Poco importaba que ante toda lógica estuviésemos atentando contra el orden del universo. Incontables eventos sangrientos, encadenados por la desgracia humana nos arrastraron inevitablemente hasta este momento y lugar. Luchábamos por el derecho de existir por nosotros mismos.
Las estrellas indiferentes y titilantes comenzaban a aparecer en el oscuro manto nocturno, invitándonos a desistir de nuestra fe, a deponer las armas y dejarnos caer en el dulce abrazo de Morfeo. Más no nos vencimos.
Marchamos toda la noche.
Finalmente, con el primer rayo de sol del nuevo día, cansados y hambrientos, alcanzamos a percibir a lo lejos señales de un campamento dispuesto en descampado. Como un lunar sobre una espalda blanca: solo y sin resguardo.
Entonces escuchamos lejano un ruido de motor que se acercaba. Era el explorador que había enviado el día anterior.
¡Son ellos! –me dijo bajándose de la motocicleta– les hemos dado alcance.
¡Redoblen la marcha! –ordenó Jafet Ibn-Abdul.
Ha forzado demasiado a los hombres, deles un respiro –le sugerí al Capitán sin ablandarlo-. ¿Qué? –Contestó él– ¿no tiene prisa por morir? –me dijo y montó su corcel.
Pocas horas después, nos unimos a un extenso ejercito andante, miles de hombres, bestias y maquinas se confundían en un sólo brazo que fluía a la batalla.
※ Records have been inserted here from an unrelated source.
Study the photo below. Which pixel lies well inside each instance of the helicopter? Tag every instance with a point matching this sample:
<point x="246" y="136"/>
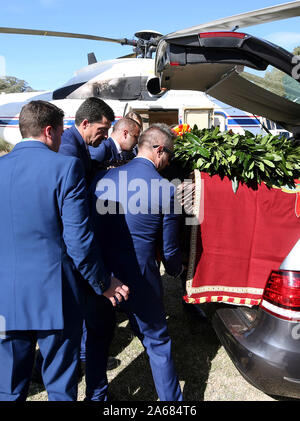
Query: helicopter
<point x="130" y="83"/>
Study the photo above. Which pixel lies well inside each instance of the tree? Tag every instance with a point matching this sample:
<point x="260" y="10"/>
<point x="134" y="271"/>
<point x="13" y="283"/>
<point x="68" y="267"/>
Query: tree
<point x="11" y="84"/>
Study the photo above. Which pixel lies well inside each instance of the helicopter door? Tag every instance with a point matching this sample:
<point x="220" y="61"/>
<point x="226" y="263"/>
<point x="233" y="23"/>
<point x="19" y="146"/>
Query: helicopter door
<point x="201" y="117"/>
<point x="169" y="117"/>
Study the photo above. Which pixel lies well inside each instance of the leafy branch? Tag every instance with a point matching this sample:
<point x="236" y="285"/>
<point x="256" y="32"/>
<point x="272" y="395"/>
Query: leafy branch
<point x="249" y="159"/>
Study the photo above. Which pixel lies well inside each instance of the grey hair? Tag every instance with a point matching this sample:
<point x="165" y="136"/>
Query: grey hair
<point x="157" y="133"/>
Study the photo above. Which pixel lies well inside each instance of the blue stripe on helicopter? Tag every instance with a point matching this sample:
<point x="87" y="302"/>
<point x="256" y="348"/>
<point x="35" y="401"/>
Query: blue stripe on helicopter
<point x="9" y="122"/>
<point x="243" y="122"/>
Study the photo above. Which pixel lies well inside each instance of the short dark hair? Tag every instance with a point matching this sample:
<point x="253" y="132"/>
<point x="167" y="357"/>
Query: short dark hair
<point x="126" y="123"/>
<point x="93" y="109"/>
<point x="36" y="115"/>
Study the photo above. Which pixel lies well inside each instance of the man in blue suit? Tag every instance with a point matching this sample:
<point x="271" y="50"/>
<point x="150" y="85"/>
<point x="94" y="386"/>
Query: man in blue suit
<point x="133" y="207"/>
<point x="123" y="139"/>
<point x="92" y="122"/>
<point x="45" y="235"/>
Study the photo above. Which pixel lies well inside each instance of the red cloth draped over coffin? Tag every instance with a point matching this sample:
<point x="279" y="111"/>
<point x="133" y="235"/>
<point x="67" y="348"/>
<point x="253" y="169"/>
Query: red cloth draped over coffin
<point x="242" y="237"/>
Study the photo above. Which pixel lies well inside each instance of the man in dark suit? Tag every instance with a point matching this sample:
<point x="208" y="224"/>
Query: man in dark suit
<point x="92" y="122"/>
<point x="133" y="206"/>
<point x="123" y="139"/>
<point x="45" y="235"/>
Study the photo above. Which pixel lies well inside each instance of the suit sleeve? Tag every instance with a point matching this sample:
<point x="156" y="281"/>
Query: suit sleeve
<point x="171" y="251"/>
<point x="77" y="233"/>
Jafet y yo cabalgamos velozmente a la cabeza del ejército donde montado en un jeep estaba Nikolayev Tercero. Quien al vernos ordenó a su chofer detenerse y brincó del vehiculo para recibirnos con los brazos extendidos.
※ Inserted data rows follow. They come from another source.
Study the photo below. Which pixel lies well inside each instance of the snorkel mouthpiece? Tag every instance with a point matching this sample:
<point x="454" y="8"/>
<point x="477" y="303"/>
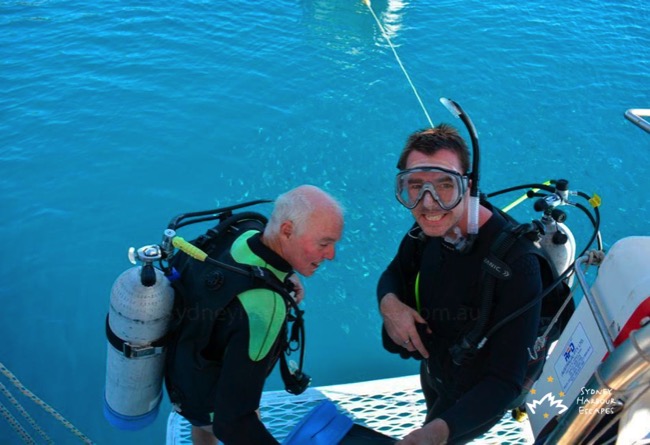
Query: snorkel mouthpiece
<point x="474" y="201"/>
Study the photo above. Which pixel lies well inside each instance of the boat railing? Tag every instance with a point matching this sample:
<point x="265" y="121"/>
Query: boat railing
<point x="637" y="115"/>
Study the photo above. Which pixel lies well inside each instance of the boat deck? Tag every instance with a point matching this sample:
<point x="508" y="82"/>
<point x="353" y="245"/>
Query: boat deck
<point x="392" y="406"/>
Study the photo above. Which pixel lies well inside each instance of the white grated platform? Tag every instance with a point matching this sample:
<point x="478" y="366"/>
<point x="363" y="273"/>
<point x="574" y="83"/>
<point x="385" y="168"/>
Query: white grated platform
<point x="393" y="407"/>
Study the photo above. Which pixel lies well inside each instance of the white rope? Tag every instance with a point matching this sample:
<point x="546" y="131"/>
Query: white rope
<point x="24" y="413"/>
<point x="408" y="78"/>
<point x="47" y="408"/>
<point x="15" y="425"/>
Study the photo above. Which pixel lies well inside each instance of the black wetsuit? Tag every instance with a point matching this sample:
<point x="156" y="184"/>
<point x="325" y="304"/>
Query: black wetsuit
<point x="218" y="378"/>
<point x="470" y="398"/>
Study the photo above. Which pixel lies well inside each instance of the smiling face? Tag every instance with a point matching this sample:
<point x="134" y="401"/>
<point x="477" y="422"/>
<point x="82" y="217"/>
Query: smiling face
<point x="307" y="247"/>
<point x="433" y="220"/>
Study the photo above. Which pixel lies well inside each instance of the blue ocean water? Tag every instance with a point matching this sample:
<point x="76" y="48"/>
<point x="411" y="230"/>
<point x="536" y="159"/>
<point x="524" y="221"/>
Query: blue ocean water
<point x="117" y="116"/>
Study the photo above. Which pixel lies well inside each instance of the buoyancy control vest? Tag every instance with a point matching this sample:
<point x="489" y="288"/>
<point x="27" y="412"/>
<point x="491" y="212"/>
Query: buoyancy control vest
<point x="510" y="243"/>
<point x="203" y="291"/>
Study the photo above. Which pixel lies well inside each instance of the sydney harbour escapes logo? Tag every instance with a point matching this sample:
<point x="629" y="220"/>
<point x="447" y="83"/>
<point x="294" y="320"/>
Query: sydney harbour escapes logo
<point x="589" y="401"/>
<point x="549" y="404"/>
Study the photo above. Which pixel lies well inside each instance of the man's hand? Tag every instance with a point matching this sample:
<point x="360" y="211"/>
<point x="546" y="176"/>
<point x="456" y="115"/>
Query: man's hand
<point x="434" y="433"/>
<point x="399" y="320"/>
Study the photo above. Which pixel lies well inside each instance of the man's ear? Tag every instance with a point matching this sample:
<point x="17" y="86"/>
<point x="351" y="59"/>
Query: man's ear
<point x="286" y="228"/>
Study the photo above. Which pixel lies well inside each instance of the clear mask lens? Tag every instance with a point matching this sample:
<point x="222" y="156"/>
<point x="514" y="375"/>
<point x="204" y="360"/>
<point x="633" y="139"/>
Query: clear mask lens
<point x="446" y="187"/>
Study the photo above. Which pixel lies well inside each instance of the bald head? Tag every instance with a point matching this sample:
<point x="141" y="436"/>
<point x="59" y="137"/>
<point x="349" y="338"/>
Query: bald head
<point x="298" y="205"/>
<point x="304" y="227"/>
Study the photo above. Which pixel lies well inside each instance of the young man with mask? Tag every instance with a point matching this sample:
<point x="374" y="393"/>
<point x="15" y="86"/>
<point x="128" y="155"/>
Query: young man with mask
<point x="429" y="295"/>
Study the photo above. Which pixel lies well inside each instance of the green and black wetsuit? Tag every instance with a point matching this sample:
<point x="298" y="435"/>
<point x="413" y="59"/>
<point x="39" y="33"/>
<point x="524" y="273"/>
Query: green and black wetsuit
<point x="222" y="355"/>
<point x="470" y="398"/>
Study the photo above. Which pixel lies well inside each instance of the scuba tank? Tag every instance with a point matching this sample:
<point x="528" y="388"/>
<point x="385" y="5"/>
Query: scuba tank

¡Camaradas! –nos dijo Nikolayev.
¡Hermano! –le dijo Jafet.
¡Amigo! –dije yo.
¿Crees que vengan? –preguntó el persa.
Ya están aquí –le respondió el ruso pasándonos sus catalejos.
El capitán persa miró –son ellos– exclamó aliviado pero sin abandonar ese rictus de seriedad que lo caracterizaba.
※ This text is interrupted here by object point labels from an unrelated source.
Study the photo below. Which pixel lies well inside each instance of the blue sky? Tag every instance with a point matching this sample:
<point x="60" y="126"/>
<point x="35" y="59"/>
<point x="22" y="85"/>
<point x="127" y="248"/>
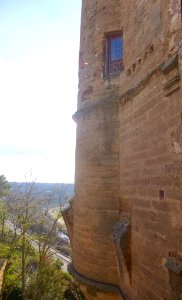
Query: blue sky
<point x="39" y="44"/>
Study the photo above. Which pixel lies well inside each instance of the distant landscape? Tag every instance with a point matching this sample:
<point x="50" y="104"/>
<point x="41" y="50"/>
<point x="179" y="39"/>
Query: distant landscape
<point x="59" y="193"/>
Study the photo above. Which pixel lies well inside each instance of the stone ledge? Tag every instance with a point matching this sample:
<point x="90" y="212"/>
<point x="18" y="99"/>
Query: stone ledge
<point x="165" y="67"/>
<point x="99" y="286"/>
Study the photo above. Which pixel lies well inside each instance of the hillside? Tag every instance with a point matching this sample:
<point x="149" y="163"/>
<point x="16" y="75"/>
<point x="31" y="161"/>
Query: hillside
<point x="59" y="193"/>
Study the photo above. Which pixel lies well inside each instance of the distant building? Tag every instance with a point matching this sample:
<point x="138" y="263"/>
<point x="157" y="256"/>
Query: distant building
<point x="125" y="222"/>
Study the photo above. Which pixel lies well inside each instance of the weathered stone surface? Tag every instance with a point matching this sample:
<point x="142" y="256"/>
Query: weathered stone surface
<point x="128" y="157"/>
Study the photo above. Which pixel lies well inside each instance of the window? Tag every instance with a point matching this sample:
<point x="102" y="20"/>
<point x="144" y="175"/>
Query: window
<point x="114" y="54"/>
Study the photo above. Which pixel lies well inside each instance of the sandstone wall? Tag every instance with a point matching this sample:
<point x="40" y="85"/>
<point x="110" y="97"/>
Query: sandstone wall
<point x="126" y="228"/>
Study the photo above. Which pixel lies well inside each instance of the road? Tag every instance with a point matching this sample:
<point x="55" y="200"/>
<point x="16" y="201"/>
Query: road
<point x="66" y="260"/>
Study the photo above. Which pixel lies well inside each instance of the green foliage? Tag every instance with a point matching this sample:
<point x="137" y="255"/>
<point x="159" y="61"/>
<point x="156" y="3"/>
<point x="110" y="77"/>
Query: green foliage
<point x="4" y="186"/>
<point x="50" y="282"/>
<point x="4" y="250"/>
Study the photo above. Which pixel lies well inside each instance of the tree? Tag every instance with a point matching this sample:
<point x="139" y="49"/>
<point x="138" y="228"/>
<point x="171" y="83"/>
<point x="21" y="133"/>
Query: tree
<point x="27" y="213"/>
<point x="4" y="191"/>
Tomé los prismáticos y no vi nada. En una segunda pasada por el paisaje árido y estéril alcancé a percibir un brillo. ¡Ahí están! –el brillo de plata de la noble casa del Señor Elven.
¡Están aquí! –grité a los soldados.
¡Están aquí! ¡Han venido! –se escuchó gritar entre ellos llenos de jubilo y alegría. Como si su presencia garantizara la victoria y ello mismo la posibilidad de conservar la vida.
Hubo un tiempo, en el pasado inmemorable –dijo el Señor Elven estrechando el brazo a Nikolayev– en el que hombres y elfos fueron amigos. Estamos aquí para honrar ese pasado.
El ejército elfico con su marcha silenciosa sobre la arena y sus distinguidos uniformes azules unieron las afiladas y aguzadas puntas de sus lanzas y espadas al fuego veloz y voraz de las armas de los hombres. Y jamás antes de aquel día se vio a elfos y hombres confundirse en un solo cuerpo como hermanos.
El ejército cada vez mas nutrido, numeroso y seguro de su fuerza siguió la marcha. Nos encontraremos con ellos a medio día –dijo el ruso, despidió a su chofer y subimos al automóvil donde nos brincó una ardilla con actitud amenazante.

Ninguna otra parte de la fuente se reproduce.